Berbeda ceritanya kalau kita bisa menciptakan bumi dan langit tandingan, lalu kita semua pindah tempat hidup ke bumi dan langit tandingan ciptaan kita, bolehlah kita bikin aturan sendiri, sebagai pijakan, atau sebagai aturan tandingan. Kapan-kapan kalau sudah selesai menciptakan bumi dan langit tandingan, maka sebelum pindah atau migrasi ke bumi dan langit baru itu, pastikan kita tidak membawa badan kita saat ini yang notabene ciptaan Allah, kita harus membawa badan atau tubuh hasil ciptaan kita sendiri. Di samping itu, sebelum migrasi ke bumi dan langit ciptaan kita sendiri, pastikan juga bahwa air dan oksigen ciptaan kita sudah tersedia pula di sana.

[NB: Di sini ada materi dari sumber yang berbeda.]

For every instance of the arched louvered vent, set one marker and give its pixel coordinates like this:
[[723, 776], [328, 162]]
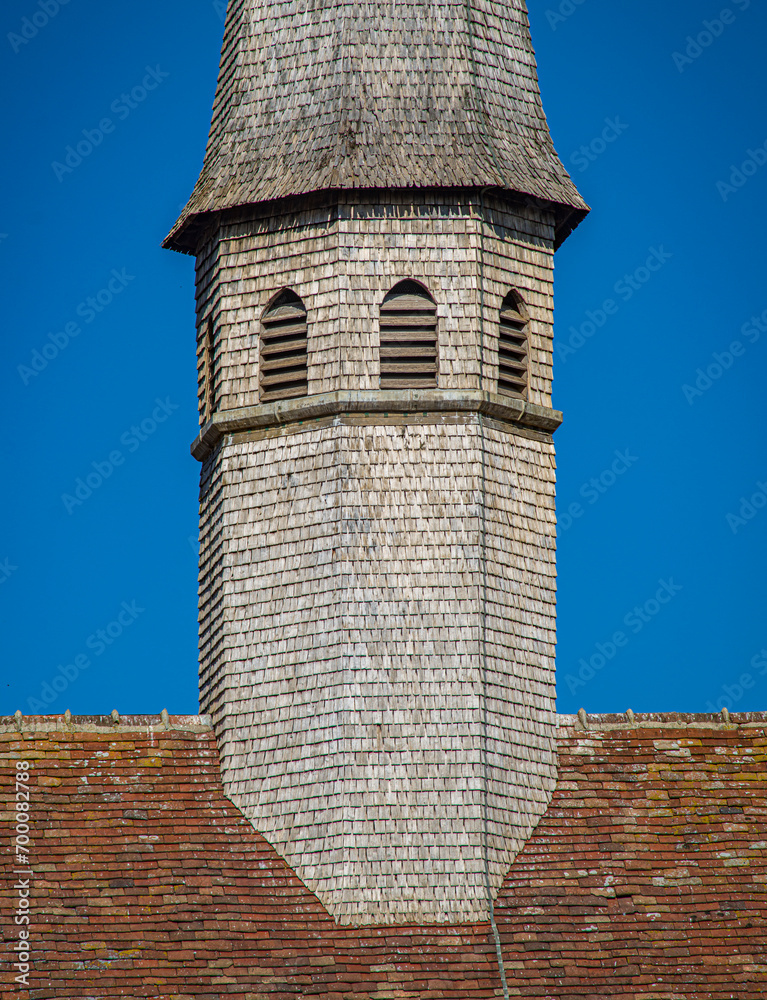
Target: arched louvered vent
[[408, 341], [512, 348], [283, 369]]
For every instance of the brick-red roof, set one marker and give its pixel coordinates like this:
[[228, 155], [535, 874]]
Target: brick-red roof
[[647, 877]]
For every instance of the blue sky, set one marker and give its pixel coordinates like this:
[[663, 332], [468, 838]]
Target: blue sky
[[660, 365]]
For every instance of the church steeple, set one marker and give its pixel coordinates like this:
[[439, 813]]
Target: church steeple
[[339, 96], [374, 227]]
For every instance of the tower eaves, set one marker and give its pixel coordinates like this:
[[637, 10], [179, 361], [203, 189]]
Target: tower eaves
[[373, 96]]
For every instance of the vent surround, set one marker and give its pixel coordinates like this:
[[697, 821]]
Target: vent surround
[[408, 338], [513, 348], [283, 369]]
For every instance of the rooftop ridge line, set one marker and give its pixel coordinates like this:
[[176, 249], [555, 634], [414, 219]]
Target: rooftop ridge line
[[67, 722]]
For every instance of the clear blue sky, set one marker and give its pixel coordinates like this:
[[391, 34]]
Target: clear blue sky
[[646, 551]]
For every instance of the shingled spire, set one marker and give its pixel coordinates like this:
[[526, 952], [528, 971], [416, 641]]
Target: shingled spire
[[374, 228], [341, 95]]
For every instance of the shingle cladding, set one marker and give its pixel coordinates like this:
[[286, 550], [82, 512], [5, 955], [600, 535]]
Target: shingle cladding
[[646, 877], [323, 96]]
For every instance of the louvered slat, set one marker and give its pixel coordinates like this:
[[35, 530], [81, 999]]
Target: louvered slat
[[512, 350], [408, 340], [284, 372]]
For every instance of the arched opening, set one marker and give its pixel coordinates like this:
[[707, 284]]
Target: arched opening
[[283, 368], [513, 347], [408, 338]]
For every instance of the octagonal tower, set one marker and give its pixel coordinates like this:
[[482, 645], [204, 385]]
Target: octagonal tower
[[374, 228]]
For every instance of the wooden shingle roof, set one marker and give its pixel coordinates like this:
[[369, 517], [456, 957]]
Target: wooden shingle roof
[[333, 96], [646, 878]]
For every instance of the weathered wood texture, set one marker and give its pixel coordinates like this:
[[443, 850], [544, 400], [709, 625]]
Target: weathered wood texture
[[343, 257], [367, 95], [342, 592], [347, 695]]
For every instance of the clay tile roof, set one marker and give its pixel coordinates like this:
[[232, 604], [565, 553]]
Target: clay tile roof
[[369, 95], [647, 877]]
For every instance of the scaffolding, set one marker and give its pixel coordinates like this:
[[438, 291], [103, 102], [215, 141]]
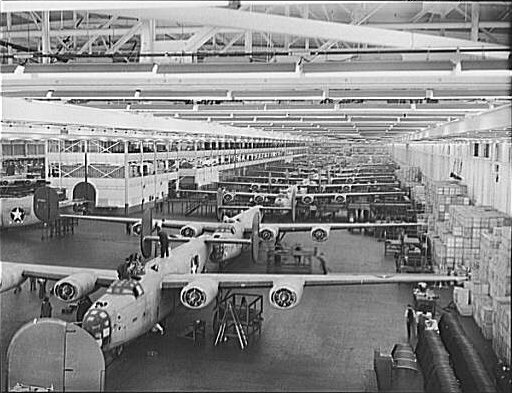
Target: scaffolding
[[238, 316], [59, 228]]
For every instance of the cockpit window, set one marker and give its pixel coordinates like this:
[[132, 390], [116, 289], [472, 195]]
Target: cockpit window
[[126, 287], [226, 229]]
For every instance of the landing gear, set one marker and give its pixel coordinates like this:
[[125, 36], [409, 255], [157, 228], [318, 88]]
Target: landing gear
[[118, 351]]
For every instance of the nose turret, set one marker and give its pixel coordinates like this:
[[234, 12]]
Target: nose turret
[[98, 324]]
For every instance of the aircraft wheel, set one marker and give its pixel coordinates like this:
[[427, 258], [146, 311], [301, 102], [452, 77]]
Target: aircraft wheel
[[118, 351]]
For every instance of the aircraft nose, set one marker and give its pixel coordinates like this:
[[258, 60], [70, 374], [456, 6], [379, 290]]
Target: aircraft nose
[[97, 323]]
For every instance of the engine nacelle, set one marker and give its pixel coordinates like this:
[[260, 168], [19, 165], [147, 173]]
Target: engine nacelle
[[320, 233], [268, 235], [199, 293], [228, 197], [75, 286], [10, 277], [340, 198], [136, 229], [286, 294], [259, 199], [307, 199], [192, 230]]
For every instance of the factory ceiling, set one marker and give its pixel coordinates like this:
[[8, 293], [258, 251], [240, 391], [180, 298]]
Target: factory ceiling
[[338, 70]]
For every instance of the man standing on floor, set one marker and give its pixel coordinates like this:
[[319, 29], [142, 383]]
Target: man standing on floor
[[164, 242], [409, 319]]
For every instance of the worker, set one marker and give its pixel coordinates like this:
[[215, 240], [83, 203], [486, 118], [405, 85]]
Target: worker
[[164, 242], [83, 305], [46, 308], [409, 319], [42, 287], [122, 270]]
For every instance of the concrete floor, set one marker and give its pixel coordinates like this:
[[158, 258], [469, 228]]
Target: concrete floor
[[325, 344]]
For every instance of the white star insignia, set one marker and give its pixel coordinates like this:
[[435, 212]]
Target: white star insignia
[[17, 215]]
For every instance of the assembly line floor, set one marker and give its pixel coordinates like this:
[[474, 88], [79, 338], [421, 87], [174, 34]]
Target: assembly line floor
[[325, 343]]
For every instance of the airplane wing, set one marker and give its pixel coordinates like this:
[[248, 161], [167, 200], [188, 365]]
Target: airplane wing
[[300, 227], [226, 280], [238, 207], [353, 194], [207, 225], [121, 220], [209, 192], [52, 272]]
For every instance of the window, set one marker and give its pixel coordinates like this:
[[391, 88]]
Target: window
[[487, 148]]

Dalam konteks pemaknaan seperti di atas, tergambar bahwa core value (nilai inti) dari adat atau budaya, mau tak mau, suka tak suka, terpaksa atau sukarela, harus bernafaskan Tauhid, baik itu Tauhid Rububiyah, Tauhid Uluhiyah, maupun Tauhid Asma was Shifat. Ketika core value adat atau budaya menyimpang dari unsur-unsur keyakinan supremasi tersebut, maka ketika itulah adat atau budaya kehilangan legitimasi sehingga kemudian layak untuk dirubah.

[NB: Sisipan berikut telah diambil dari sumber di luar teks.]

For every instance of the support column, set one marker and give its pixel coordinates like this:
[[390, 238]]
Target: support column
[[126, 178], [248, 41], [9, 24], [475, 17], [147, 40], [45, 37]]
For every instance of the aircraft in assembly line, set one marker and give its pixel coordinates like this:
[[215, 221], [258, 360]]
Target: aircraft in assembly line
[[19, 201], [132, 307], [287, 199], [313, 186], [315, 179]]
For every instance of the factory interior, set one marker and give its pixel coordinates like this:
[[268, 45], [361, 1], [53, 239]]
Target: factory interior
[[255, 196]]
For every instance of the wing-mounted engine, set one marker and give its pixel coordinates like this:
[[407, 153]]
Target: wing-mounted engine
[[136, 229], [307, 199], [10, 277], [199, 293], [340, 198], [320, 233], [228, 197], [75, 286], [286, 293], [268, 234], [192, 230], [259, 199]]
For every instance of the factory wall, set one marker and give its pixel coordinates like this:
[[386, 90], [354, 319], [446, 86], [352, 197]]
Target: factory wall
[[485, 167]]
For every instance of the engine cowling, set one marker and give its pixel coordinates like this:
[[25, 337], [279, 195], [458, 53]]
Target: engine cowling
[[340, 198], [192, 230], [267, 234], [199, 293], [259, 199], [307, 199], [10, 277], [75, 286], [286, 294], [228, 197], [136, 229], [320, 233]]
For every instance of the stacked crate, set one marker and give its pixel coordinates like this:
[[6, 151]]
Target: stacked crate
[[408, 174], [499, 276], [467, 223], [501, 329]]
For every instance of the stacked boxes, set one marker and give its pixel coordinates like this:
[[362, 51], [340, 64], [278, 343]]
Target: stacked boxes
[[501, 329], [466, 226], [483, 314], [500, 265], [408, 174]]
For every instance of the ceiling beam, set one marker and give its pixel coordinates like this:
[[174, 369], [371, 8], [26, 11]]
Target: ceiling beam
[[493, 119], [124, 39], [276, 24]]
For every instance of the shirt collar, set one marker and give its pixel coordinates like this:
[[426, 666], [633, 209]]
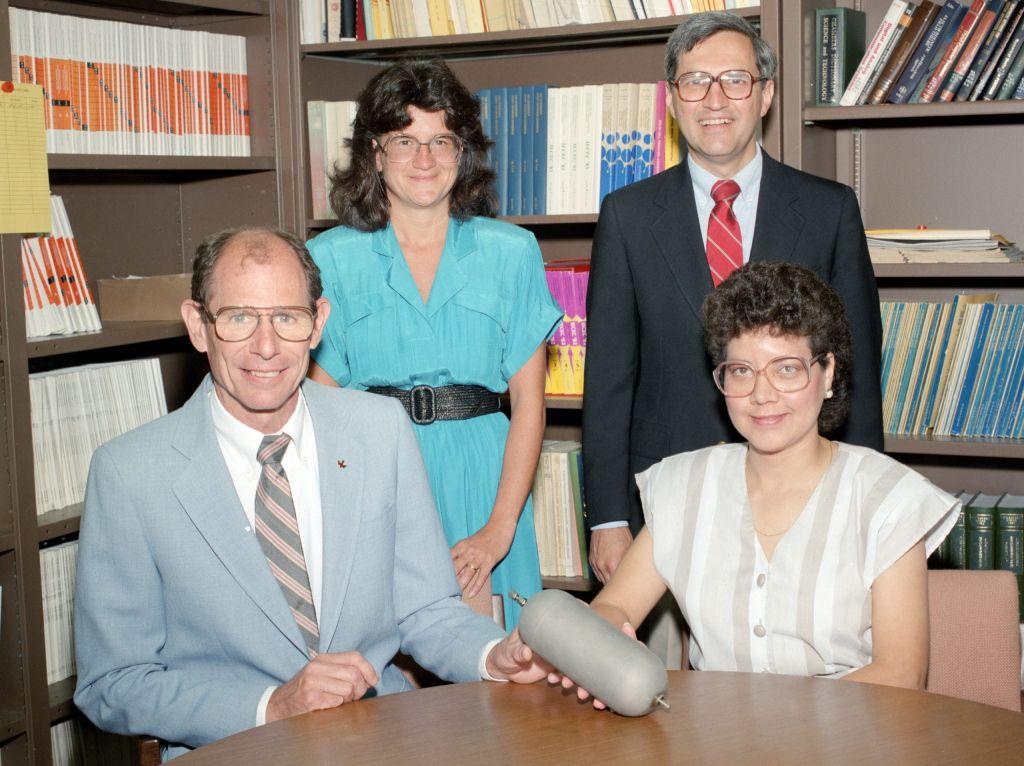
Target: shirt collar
[[244, 440], [748, 177]]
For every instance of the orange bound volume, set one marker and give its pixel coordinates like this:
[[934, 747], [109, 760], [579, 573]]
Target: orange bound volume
[[957, 43]]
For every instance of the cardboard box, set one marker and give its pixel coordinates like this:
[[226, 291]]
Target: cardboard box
[[133, 299]]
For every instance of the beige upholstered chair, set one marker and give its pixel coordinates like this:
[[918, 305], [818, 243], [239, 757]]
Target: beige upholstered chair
[[975, 650]]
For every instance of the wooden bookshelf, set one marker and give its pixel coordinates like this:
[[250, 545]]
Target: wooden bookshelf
[[131, 215], [573, 585], [114, 334], [160, 163], [609, 34], [60, 696], [59, 522]]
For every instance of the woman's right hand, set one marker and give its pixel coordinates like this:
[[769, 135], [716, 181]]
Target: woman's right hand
[[567, 683]]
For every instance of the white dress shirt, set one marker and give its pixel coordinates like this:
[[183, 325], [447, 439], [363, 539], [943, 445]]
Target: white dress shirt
[[744, 207], [240, 444]]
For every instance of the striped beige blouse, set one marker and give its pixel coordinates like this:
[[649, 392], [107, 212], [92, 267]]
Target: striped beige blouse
[[808, 611]]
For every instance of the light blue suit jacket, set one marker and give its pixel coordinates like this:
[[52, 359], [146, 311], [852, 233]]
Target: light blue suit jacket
[[179, 625]]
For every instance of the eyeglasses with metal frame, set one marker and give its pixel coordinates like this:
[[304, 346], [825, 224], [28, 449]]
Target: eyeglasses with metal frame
[[784, 374], [735, 84], [232, 324], [444, 147]]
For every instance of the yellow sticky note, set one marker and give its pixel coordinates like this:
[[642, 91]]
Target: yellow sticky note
[[25, 183]]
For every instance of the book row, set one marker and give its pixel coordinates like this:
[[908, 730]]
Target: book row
[[558, 511], [118, 88], [334, 20], [57, 567], [953, 369], [988, 535], [941, 50], [76, 410], [567, 282], [556, 151], [57, 299]]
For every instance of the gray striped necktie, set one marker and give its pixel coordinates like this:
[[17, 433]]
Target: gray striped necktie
[[278, 533]]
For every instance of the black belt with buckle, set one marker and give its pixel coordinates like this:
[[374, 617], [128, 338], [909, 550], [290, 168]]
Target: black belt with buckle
[[426, 403]]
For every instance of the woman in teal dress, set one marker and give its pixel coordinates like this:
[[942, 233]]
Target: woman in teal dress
[[430, 293]]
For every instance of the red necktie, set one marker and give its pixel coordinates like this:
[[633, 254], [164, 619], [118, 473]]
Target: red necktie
[[725, 244]]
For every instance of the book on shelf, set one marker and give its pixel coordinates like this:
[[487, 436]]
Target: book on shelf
[[57, 567], [873, 53], [67, 743], [921, 20], [1003, 58], [951, 53], [558, 510], [121, 88], [334, 20], [988, 535], [935, 37], [1010, 541], [75, 410], [901, 26], [567, 346], [839, 46], [329, 126], [560, 151], [971, 51], [953, 369], [997, 35], [57, 298]]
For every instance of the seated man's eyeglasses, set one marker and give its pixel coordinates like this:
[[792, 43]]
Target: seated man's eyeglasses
[[240, 323], [785, 374], [736, 84], [444, 147]]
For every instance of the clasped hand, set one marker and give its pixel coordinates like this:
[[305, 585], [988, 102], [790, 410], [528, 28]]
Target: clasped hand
[[327, 681], [475, 556]]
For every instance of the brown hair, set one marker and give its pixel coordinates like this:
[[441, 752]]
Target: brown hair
[[787, 300], [357, 194]]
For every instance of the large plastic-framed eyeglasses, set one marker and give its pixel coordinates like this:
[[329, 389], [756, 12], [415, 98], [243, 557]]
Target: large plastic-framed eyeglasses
[[444, 149], [735, 84], [784, 374], [239, 323]]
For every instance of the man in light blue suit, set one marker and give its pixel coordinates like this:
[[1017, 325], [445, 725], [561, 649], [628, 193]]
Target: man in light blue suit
[[267, 549]]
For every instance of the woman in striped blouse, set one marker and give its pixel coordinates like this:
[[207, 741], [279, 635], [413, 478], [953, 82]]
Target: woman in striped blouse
[[787, 553]]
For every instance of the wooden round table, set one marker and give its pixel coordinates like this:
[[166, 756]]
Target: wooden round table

Tak perlu ada istilah tabu untuk merubah adat atau budaya kalau memang esensinya cacat legitimasi. Yang tabu itu justru adalah kukuh mempertahankan adat atau budaya yang jelas-jelas mengarah pada syirik, alias bertentangan dengan nilai-nilai keyakinan supremasi di atas tadi. Bagaimanapun, adat atau budaya pada dasarnya adalah kesepakatan saja, yang kemudian dilaksanakan secara turun temurun. Maka ketika esensinya cacat legitimasi, cukup dibuat kesepakatan baru yang mencerminkan core value di atas, lalu kesepakatan itu dilaksanakan secara turun temurun pula. Gitu aja kok repot.